On en a marre de faire le ménage pour les autres, on en a marre de voir la tronche de la copine de Felipe et surtout ses loOOOongs cheveux qui trainent de partout, dans la cuisine, dans les toilettes, meme sur nos brosses à dents, à croire qu'elle en fait exprès de les semer de partout, ou comme le dit si bien Antoine qu'elle fait du trapèze ou autre numéro de cirque en notre absence pour réussir à en mettre dans les moindres recoins... C'est tout bonnenment répugnant.

Bref, si on ne veut pas péter un cable, il faut se défouler, se détendre, et surtout fuir se lieu trop exigu pour autant de personnes au quotidien...

Bah oui, Finbar ayant absolument tout emporté, nous n'avons que quatre assiettes, quatre tasses, quelques verres en plus, mais bon, à six, c'est galère.

Mais alors que la sueur ruisselle sur ma peau, que je sens chacun de mes muscles se décontracter et mon souffle s'apaiser, alors que la plus saine des fatigues envahit mon corps et me laisse dans un état de sérénité totale, tous ces soucis deviennent dérisoires.

Notre pote Romain a d'ores et déjà trouvé son propre appartement ( en deux jours, alors que Vi squatte depuis plus d'un mois sans rien payer et n'a toujours rien trouvé )et libéré le lit de camp dans le salon, il habite juste en face de chez nous, de notre canapé on voit sa chambre.
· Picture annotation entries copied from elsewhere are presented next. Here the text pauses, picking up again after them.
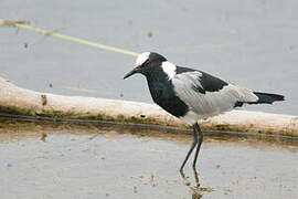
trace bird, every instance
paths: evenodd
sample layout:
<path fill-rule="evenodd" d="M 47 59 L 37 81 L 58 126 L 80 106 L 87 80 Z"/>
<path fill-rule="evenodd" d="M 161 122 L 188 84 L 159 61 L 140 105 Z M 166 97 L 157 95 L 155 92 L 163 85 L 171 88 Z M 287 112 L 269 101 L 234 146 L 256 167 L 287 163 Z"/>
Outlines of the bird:
<path fill-rule="evenodd" d="M 254 92 L 227 83 L 206 72 L 178 66 L 156 52 L 139 54 L 135 69 L 124 78 L 136 73 L 146 76 L 156 104 L 193 128 L 193 142 L 180 167 L 180 172 L 183 171 L 184 165 L 196 146 L 192 164 L 195 169 L 203 142 L 199 119 L 223 114 L 244 104 L 273 104 L 276 101 L 285 100 L 284 95 Z"/>

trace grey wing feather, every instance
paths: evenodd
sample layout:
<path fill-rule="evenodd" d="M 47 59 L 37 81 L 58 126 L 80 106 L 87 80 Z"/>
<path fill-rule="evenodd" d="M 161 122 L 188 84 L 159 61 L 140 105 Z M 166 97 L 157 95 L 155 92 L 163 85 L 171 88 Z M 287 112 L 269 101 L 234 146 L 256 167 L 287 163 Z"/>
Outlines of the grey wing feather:
<path fill-rule="evenodd" d="M 171 80 L 178 97 L 185 102 L 190 111 L 200 115 L 200 118 L 231 111 L 237 102 L 256 102 L 258 100 L 251 90 L 233 84 L 226 84 L 219 91 L 205 91 L 201 82 L 204 74 L 206 73 L 199 71 L 184 72 L 177 74 Z M 203 90 L 204 92 L 202 92 Z"/>

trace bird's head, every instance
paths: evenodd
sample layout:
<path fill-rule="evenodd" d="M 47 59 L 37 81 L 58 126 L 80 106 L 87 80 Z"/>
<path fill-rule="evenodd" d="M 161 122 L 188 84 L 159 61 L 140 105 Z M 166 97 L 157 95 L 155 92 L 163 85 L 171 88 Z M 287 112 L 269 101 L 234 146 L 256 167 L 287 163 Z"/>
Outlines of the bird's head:
<path fill-rule="evenodd" d="M 138 55 L 136 60 L 136 67 L 127 73 L 124 78 L 127 78 L 136 73 L 143 75 L 149 74 L 155 67 L 160 67 L 161 63 L 167 61 L 162 55 L 155 52 L 145 52 Z"/>

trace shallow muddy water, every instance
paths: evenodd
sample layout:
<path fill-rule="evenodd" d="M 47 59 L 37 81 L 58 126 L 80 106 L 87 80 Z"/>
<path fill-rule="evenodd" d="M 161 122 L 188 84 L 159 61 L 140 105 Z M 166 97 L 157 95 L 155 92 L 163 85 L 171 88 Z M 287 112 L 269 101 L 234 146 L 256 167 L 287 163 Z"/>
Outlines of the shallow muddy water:
<path fill-rule="evenodd" d="M 298 115 L 297 0 L 1 0 L 0 13 L 284 94 L 286 102 L 245 108 Z M 123 80 L 132 56 L 1 28 L 0 59 L 0 76 L 25 88 L 152 103 L 143 77 Z"/>
<path fill-rule="evenodd" d="M 1 198 L 297 198 L 297 142 L 205 136 L 196 186 L 192 136 L 1 123 Z"/>

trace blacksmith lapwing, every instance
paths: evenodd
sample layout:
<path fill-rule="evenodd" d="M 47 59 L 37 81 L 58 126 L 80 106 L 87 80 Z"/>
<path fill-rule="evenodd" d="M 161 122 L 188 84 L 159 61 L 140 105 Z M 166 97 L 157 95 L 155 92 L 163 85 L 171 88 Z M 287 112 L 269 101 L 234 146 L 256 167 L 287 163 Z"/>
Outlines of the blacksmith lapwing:
<path fill-rule="evenodd" d="M 136 67 L 124 78 L 135 73 L 146 76 L 155 103 L 193 127 L 193 143 L 180 171 L 198 145 L 193 159 L 195 168 L 203 140 L 198 119 L 222 114 L 243 104 L 272 104 L 275 101 L 284 101 L 283 95 L 253 92 L 203 71 L 178 66 L 155 52 L 141 53 L 137 57 Z"/>

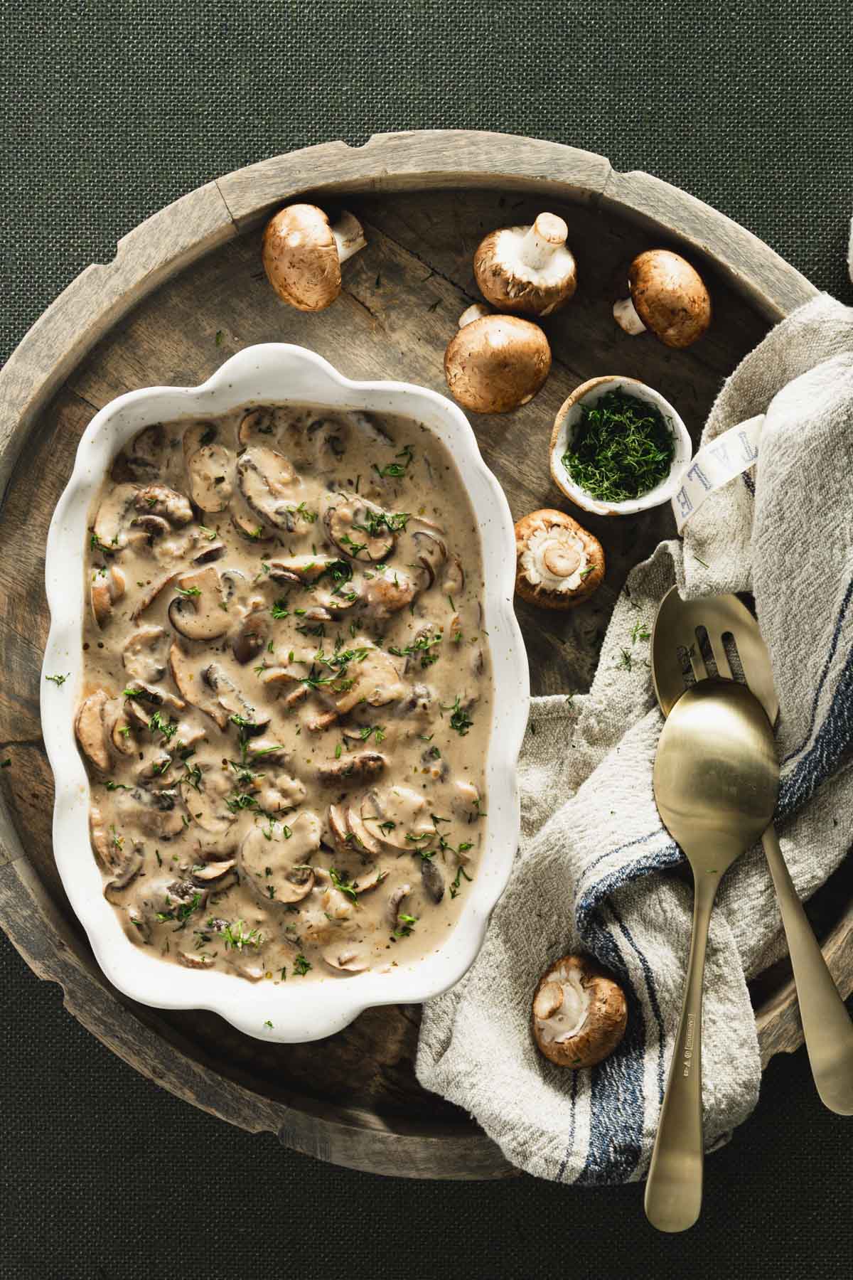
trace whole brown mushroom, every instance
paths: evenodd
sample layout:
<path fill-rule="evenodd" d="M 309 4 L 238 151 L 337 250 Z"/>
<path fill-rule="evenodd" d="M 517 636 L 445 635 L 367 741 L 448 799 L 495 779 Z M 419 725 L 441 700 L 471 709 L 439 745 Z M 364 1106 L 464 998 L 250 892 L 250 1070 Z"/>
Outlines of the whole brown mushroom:
<path fill-rule="evenodd" d="M 547 338 L 529 320 L 489 315 L 474 303 L 444 353 L 454 399 L 474 413 L 508 413 L 533 399 L 551 369 Z"/>
<path fill-rule="evenodd" d="M 614 302 L 613 317 L 628 334 L 650 329 L 665 347 L 689 347 L 711 323 L 702 276 L 668 248 L 639 253 L 628 271 L 630 297 Z"/>
<path fill-rule="evenodd" d="M 550 316 L 578 284 L 569 229 L 556 214 L 540 214 L 532 227 L 491 232 L 474 253 L 480 292 L 499 311 Z"/>
<path fill-rule="evenodd" d="M 288 205 L 266 224 L 261 257 L 279 297 L 299 311 L 322 311 L 340 293 L 340 268 L 367 241 L 341 214 L 334 225 L 316 205 Z"/>
<path fill-rule="evenodd" d="M 604 1061 L 625 1034 L 625 993 L 590 956 L 567 955 L 545 970 L 533 995 L 533 1038 L 556 1066 Z"/>
<path fill-rule="evenodd" d="M 515 590 L 547 609 L 573 609 L 602 581 L 597 538 L 563 511 L 533 511 L 515 525 Z"/>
Et la copine de Felipe, et bien on peut dire merci aux services de l'immigration qui lui suppriment son visa et la renvoient chez elle, au Brésil, car la demoiselle n'a eu que 4% de présence à son école, au lieu des 85% nécéssaires pour rester sur le sol irlandais, ce qui n'est pas non plus irréalisable. Mais il faut préciser que c'est le genre de fille qui passe son temps à geindre, elle ne sait pas s'exprimer autrement, et par-dessus le marché, elle est tout le temps fatiguée, ce qui pourrait meme expliquer sa dégénérescence capillaire, ou lèpre dixit Antoine.

Comme le dit Felipe, qui n'a pas l'air le moins du monde attristé de son départ, elle doit assumer ses erreurs.

Du coup, je pense que d'ici la fin de la semaine nous serons de nouveau quatre dans un appartement pour quatre personnes et que les cheveux de Vi ( la Brézilienne ) iront tomber ailleurs que dans notre baignoire.

Le sauna et le hammam sont donc devenus un refuge pour les deux Français ronchons que nous sommes Antoine et moi, et en plus ça fait une super belle peau, toute douce, et ça fait mincir. Tout bénéfice, il n'y a rien à dire.

Ah si, qu'en plus quand tu sors de deux heures de piscine-hammam-sauna, tu es dans le meme état qu'après un bon joint, et ça sans fumer.

Bref, demain, vous savez où je serai vers les 14H...

lundi 12 octobre 2009

106- Vous avez un nouveau message

Dublin a changé énormément de choses dans ma vie, meme en deux petits mois.

Ca a été l'occasion de faire un nouveau départ, dans un nouveau pays avec une culture très différente de celle de notre bonne vieille douce France, cher pays de mon enfance.

J'ai désormais un tout nouveau rythme de vie, où j'ai le temps d'aller à la piscine et au sauna, de lire des livres en anglais à la vitesse d'un escargot, d'aller de manière illimitée au cinéma pour quinze euros par mois et m'abreuver d'accent anglais.

N'ayant que six petites heures de fac par semaine ce qui me change de mes trente heures de l'an dernier, et un boulot variable, entre quinze et deux heures par semaine, étant remplaçante mon emploi du temps n'est pas fixe, je crois que c'est la première année depuis quatre ans que j'ai autant de temps pour moi et moi-meme.

Du coup, je profite, et les Irlandais sont d'excellente compagnie pour faire la fete tout en m'aidant à améliorer mon anglais.

Le quotidien est rythmé de soirées improvisées et de rencontres inattendues, de projets de toutes sortes comme un road trip dans le Connemara, ou encore un weekend à Londres, ici l'avion c'est moins cher que les transports en commun. Bref, aucune minute n'est perdue, et chaque jour est meilleur que le précédent et moins bien que le suivant.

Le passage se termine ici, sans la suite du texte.